The bottom line is: - Maximum likelihood methods compute the most likely tree that evolved the observed sequence data. Answers the question: "Out of all these models, which is the most likely one to have arisen out of the given data?" Note that ML can only compare between models to pick the most appropriate one. It is unable to assess the correctness of a model, i.e. it could be picking the least terrible out of a bunch of terrible models. - Bayesian methods have an extra step of modeling the uncertainty we have about any previous relevant information as a probability distribution by itself. This is called the prior.

Note: all this is actually much easier in maths, because many things get lost in translation when attempting to convert these concepts into English. Ultimately, it's all just calculus.

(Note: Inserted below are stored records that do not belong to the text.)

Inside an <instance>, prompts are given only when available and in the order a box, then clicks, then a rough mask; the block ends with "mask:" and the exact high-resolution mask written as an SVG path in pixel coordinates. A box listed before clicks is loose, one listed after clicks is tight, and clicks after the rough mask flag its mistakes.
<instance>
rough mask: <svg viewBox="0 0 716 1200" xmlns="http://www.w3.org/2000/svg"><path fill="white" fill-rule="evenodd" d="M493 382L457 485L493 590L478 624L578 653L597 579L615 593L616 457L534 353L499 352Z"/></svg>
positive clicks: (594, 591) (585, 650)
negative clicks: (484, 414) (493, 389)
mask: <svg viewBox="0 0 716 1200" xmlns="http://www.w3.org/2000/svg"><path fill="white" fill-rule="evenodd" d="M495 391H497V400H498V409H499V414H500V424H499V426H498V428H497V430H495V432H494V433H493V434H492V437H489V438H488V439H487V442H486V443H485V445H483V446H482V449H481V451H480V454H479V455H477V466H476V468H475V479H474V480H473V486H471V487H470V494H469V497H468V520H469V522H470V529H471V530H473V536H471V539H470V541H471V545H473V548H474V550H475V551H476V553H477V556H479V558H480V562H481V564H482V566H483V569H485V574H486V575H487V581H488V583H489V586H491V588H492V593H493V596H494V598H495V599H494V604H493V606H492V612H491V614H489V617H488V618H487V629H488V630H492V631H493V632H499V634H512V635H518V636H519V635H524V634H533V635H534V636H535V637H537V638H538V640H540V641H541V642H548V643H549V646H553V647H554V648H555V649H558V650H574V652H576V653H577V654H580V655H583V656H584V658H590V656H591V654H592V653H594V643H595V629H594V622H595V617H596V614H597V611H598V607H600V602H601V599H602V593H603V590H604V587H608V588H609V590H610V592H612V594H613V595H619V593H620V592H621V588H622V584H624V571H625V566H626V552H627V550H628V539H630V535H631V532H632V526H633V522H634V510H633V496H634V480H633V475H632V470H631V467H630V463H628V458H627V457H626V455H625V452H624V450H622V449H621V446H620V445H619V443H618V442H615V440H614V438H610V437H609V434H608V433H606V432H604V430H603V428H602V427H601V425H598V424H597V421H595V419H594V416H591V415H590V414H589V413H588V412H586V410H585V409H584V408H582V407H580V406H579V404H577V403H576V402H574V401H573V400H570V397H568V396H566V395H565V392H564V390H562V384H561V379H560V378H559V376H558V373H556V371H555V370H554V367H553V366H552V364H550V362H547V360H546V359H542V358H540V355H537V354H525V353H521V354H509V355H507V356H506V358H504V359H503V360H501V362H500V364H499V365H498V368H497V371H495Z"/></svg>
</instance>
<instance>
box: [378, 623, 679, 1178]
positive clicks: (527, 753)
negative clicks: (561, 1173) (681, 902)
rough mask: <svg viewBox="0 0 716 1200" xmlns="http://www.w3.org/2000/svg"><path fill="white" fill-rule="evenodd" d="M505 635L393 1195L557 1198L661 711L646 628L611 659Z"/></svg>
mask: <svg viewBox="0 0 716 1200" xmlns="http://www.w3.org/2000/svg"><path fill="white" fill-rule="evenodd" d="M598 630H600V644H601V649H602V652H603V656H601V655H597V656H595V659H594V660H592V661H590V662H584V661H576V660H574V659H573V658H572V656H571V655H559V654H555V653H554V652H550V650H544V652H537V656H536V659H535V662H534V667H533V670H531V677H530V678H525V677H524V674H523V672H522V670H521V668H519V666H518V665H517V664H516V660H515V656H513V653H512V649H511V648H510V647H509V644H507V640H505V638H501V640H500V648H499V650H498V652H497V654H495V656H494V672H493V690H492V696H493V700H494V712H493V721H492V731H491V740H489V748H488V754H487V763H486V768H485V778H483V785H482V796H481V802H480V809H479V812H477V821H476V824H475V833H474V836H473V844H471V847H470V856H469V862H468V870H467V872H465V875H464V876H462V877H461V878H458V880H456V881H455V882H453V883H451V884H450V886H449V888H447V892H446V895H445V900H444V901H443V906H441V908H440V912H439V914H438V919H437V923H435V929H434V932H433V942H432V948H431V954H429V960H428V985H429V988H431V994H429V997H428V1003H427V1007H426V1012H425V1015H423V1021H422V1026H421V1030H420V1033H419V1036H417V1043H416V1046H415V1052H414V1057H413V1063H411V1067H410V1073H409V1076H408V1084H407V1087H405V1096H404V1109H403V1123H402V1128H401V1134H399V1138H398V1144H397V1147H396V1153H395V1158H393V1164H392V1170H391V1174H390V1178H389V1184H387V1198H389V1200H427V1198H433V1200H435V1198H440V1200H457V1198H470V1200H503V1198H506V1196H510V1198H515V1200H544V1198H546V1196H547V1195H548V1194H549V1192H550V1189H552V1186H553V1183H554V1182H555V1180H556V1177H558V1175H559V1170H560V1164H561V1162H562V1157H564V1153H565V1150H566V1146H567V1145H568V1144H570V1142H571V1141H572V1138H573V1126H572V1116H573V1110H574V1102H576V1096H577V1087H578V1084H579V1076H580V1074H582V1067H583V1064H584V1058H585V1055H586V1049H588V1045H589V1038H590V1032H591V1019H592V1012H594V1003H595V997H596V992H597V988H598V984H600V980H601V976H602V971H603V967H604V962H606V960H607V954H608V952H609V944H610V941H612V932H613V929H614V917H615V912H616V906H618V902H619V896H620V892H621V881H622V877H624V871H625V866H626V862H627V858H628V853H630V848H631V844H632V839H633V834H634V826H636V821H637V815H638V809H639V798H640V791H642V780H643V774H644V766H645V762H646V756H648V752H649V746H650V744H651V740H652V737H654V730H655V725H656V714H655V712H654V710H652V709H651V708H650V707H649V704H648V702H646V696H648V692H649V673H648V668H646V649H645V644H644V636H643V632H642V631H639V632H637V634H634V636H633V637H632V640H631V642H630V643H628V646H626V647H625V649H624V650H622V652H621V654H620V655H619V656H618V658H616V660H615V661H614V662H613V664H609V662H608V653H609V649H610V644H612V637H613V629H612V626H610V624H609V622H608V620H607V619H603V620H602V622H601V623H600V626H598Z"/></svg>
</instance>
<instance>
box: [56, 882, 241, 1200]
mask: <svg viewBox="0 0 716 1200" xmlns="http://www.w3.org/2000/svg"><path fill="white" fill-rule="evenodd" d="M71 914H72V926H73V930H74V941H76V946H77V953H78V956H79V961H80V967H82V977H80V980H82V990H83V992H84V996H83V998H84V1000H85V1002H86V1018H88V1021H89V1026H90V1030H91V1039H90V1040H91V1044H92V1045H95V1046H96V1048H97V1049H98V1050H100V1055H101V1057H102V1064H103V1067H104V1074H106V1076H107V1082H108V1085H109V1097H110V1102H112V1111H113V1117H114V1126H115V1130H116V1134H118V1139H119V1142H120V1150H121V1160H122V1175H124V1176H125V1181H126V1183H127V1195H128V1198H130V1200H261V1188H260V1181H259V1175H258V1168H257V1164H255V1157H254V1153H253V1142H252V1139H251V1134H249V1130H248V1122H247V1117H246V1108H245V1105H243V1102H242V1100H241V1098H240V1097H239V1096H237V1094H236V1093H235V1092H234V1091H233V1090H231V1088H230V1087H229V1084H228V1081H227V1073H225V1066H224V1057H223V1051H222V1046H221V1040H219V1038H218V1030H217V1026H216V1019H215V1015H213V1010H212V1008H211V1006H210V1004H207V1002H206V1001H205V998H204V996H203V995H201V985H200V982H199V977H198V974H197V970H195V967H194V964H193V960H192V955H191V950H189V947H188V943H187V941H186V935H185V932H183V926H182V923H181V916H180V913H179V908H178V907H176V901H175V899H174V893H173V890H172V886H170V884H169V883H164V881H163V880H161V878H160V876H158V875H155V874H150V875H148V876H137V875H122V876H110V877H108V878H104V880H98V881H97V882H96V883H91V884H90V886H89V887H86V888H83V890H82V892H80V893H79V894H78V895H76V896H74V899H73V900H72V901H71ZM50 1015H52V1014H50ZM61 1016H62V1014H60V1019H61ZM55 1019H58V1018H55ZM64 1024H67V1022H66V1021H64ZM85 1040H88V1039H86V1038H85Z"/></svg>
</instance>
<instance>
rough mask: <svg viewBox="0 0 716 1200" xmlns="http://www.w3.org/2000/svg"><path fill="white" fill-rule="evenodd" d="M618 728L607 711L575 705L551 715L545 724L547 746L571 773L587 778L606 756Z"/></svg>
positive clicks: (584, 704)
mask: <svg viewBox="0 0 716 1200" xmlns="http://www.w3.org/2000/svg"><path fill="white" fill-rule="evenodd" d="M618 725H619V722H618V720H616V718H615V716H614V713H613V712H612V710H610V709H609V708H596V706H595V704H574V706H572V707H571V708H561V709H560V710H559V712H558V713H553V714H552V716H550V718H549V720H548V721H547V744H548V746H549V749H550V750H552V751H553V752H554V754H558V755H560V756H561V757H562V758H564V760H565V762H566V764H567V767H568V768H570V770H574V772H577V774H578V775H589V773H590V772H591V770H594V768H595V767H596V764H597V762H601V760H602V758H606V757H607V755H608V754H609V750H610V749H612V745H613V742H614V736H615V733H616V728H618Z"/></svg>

An Overview of Tree Computing Software

FastTree

  • Fast, as you may have picked up from the name. Typically terminates within minutes, even with thousands of sequences.
  • Computes only one tree, so the results of FastTree are questionable not so much because of the accuracy of the tree, but because it doesn't give a way to assess the quality of the result (e.g. by likelihood or empirical support).
  • Anecdotally, seems reasonably accurate at computing the initial bifurcations, i.e. identifying major clades. Might get confused by sequences that could go either way. For instance, in the following example, it's clear the sequences 1 and 3 belong to different clades, but FastTree might get confused by where sequence 2 should go:
sequence1: AAAAAA
sequence2: AAAGGG
sequence3: GGGGGG

IQTree

  • ML-based.
  • Not terribly fast. It could be faster than RAxML; I've never really tested it in large runs.
  • From some small test runs, IQ-Tree and FastTree seem to produce the same results, but IQ-Tree is usually slower.

RAxML

  • Very slow, so only used in production when we have to compute publication-quality trees, with a certain number of iterations (>500 or >1000 required for publication, depending on who you ask) - as such, would typically take a week.
  • Has PTHREADS for multiple-CPU parrallelization, and an SSE-extension to speed things up just that much faster - but still slow.
  • Too slow - only use on the HPC!
  • Will only terminate within a reasonable amount of time for <1000 sequences (and that's still pushing it).

BEAST

  • Bayesian paradigm, so you'll get something like P(Tree|Models, ModelParams).
  • With a nice point-and-click interface, so probably the most user-friendly. Also has helper programs BEAUTi and Tracer.
  • Also very slow, but anecdotally faster than RAxML. Send your jobs to M3 for production runs.
  • Has GPU support, which on benchmark tests, gives a ~4x speedup on M3's K80 GPUs based on benchmark tests.